第一根定海铜柱被硬生生从玄冰地面里拔了出来。
密室里迴荡著机械引擎的轰鸣。
萧月操控著机甲,干起拆迁的活轻车熟路。
他抡著砍刀当撬棍。
左摇右晃。
很快就把周围的十八根定海铜柱全部拔出。
铜柱被隨手扔在地上,砸碎了成片的玄冰。
造化炉底部失去了固定。
巨大的炉身开始轻微摇晃。
陆云泽通过通讯器联繫天穹號。
“顺溜,准备传送。”
顺溜机械的声音传出。
“老板,目標体积过大。”
“需要十秒钟建立稳定的空间传送通道。”
陆云泽退后几步。
“建立通道。”
一道巨大的蓝色牵引光束从天而降。
直接穿透了厚重的土层和岩石,照在造化炉上。
空间开始扭曲。
造化炉在蓝色光束中逐渐变得透明。
十秒钟后。
光芒一闪。
这座百米高的青铜丹炉凭空消失在原地。
只留下一个深不见底的巨坑。
坑底还在往外冒著丝丝缕缕的寒气。
红莲这个时候也没閒著。
她拖著化肥编织袋,在密室里到处乱窜。
把地上掉落的铜柱、碎裂的阵法晶石,甚至那些品质不错的玄冰块。
一股脑地全塞进袋子里。
袋子被塞得鼓鼓囊囊,比她整个人还要大两倍。
陆云泽走到那个遗民老者面前。
“造化炉我拿走了。”
“你们有什么打算?”
老者满脸苦涩。
他回头看了一眼那些惊魂未定的族人。
“大人,我们在幽冥之界无处可去。”
“南区毁了,外城的亡灵也不会放过我们。”
“如果您愿意,请允许我们追隨您。”
陆云泽看了一眼这些气血亏空的人。
人数不多,也就五十几个。
丟在天穹號上当个杂役或者扔进云梦天宫种地也不费事。
他点头同意。
“顺溜,开启生物传送,把这些人送去底层船舱安置。”
蓝光再次降临,將这群遗民收走。
林清璇走到巨坑边缘。
看了一眼坑底。
“云泽,南冥王死了,我们在这里搞出这么大动静。
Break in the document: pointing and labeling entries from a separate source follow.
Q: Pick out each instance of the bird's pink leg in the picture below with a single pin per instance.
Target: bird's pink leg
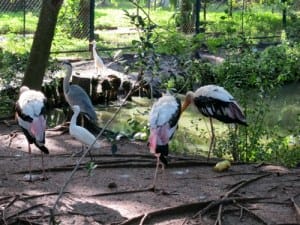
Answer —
(29, 151)
(212, 140)
(156, 170)
(43, 167)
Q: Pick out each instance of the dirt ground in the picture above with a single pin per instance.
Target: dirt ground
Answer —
(117, 191)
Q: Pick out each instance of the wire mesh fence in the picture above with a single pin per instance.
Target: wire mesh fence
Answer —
(20, 5)
(77, 18)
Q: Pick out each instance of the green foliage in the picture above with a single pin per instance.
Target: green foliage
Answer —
(172, 43)
(91, 166)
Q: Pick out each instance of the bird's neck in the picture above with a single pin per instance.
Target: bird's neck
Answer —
(94, 51)
(66, 83)
(74, 118)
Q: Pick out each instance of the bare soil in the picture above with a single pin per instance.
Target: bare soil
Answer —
(117, 191)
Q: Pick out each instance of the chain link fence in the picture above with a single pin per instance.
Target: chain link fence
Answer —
(20, 5)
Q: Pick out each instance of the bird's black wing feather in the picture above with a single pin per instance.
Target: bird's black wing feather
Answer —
(215, 108)
(175, 117)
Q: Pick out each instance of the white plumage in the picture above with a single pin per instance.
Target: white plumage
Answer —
(80, 133)
(76, 95)
(163, 119)
(30, 110)
(98, 62)
(215, 102)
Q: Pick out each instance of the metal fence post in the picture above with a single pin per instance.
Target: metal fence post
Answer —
(197, 22)
(92, 23)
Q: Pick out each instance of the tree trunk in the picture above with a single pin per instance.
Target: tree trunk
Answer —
(40, 49)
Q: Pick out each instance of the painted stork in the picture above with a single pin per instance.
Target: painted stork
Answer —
(75, 95)
(99, 65)
(80, 133)
(163, 119)
(215, 102)
(30, 114)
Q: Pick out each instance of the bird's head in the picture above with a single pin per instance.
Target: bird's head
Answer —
(93, 42)
(66, 63)
(23, 89)
(76, 108)
(188, 100)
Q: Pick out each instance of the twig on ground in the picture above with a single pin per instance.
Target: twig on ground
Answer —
(251, 213)
(121, 192)
(7, 206)
(23, 211)
(297, 209)
(180, 209)
(225, 198)
(219, 216)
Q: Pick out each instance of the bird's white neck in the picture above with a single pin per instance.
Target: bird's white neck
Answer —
(74, 118)
(67, 77)
(94, 50)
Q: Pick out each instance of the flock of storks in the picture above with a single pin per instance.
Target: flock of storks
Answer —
(211, 100)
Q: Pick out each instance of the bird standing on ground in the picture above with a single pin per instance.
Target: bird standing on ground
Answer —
(163, 119)
(99, 65)
(75, 95)
(80, 133)
(215, 102)
(30, 113)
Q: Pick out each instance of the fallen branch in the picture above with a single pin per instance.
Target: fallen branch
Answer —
(122, 192)
(188, 208)
(180, 209)
(252, 213)
(219, 216)
(225, 197)
(297, 209)
(244, 183)
(23, 211)
(128, 163)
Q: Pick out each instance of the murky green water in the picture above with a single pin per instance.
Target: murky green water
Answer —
(193, 134)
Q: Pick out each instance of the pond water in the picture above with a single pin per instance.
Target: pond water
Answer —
(193, 134)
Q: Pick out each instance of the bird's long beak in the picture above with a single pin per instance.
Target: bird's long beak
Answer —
(185, 104)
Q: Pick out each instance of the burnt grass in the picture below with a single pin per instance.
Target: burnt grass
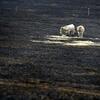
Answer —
(40, 71)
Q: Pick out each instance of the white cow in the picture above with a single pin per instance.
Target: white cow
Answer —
(80, 30)
(67, 30)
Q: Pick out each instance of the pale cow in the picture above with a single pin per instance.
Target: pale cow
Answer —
(80, 30)
(67, 30)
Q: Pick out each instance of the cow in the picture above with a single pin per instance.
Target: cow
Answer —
(68, 30)
(80, 30)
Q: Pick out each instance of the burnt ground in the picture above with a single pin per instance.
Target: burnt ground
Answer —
(41, 71)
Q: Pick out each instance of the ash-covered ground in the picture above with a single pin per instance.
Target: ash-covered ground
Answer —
(36, 63)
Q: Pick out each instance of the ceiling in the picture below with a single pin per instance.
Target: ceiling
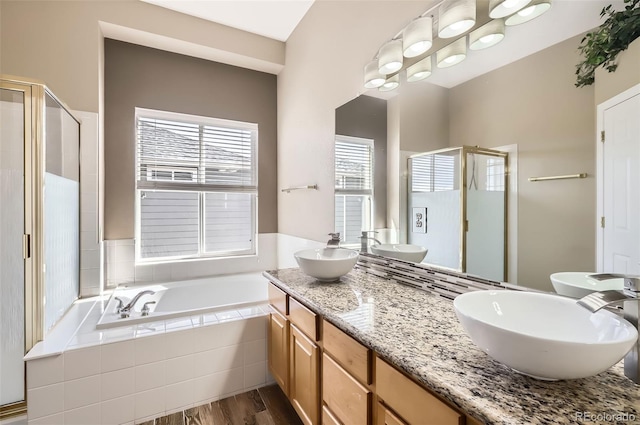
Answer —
(277, 19)
(270, 18)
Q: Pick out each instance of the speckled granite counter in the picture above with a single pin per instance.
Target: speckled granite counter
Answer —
(420, 334)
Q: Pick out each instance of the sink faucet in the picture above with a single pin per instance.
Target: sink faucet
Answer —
(126, 310)
(629, 297)
(364, 245)
(334, 242)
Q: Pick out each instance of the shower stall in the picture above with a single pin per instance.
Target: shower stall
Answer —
(457, 209)
(39, 225)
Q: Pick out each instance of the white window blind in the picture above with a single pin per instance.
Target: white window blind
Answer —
(433, 173)
(196, 179)
(353, 187)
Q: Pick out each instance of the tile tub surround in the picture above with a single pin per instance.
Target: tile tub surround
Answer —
(419, 332)
(138, 373)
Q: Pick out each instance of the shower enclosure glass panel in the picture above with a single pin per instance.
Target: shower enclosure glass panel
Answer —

”
“內城其他三个冥王不会没反应吧?”
陆云泽把金箍棒扛在肩上。
“没反应才怪。”
话音刚落。
整个內城的地面突然开始剧烈震动。
震动的幅度越来越大。
密室的玄冰墙壁出现大面积龟裂。
头顶的岩层发出咔咔的碎裂声。
大块的碎石从天花板上掉落。
慕容凝冰迅速撑起弱水护盾,挡住掉落的石头。
“地脉塌方了?”
夏语晴开启灾厄之眼。
湛蓝色的光芒穿透了岩层。
她抬头看向南区外的天空。
“不是塌方。”
“有东西醒了。”
在眾人头顶几千米的高空。
原本破碎的冥海结界处。
紫色的雾气疯狂翻滚凝聚。
在天空中形成了一张覆盖了半个內城的巨大面孔。
那是一张由纯粹死气构成的脸。
空洞的双眼正俯视著南区的方向。
一股超越了武圣巔峰,甚至隱隱触摸到武神门槛的恐怖威压。
如同瀑布般倾泻而下。
压在每一个人的心头。
红莲腿一软,直接坐在了地上。
“这……这是另一个冥王的气息!”
萧月在机甲里也感觉到了一丝压抑。
他握紧操纵杆。
“陆哥,这骨头架子比刚才那个黑大个猛多了。”
那张巨大的面孔张开嘴。
声音如同惊雷在天地间炸响。
“是谁,杀了我的同僚?”
这声音带著绝对的法则力量。
周围的空气仿佛凝固了。
陆云泽抬头看著那张巨脸。
一星武圣的气血再次爆发,把那股威压强行顶开。
他拍了拍胸口的护心镜。
“终於肯露面了。”
“走,上去会会他。”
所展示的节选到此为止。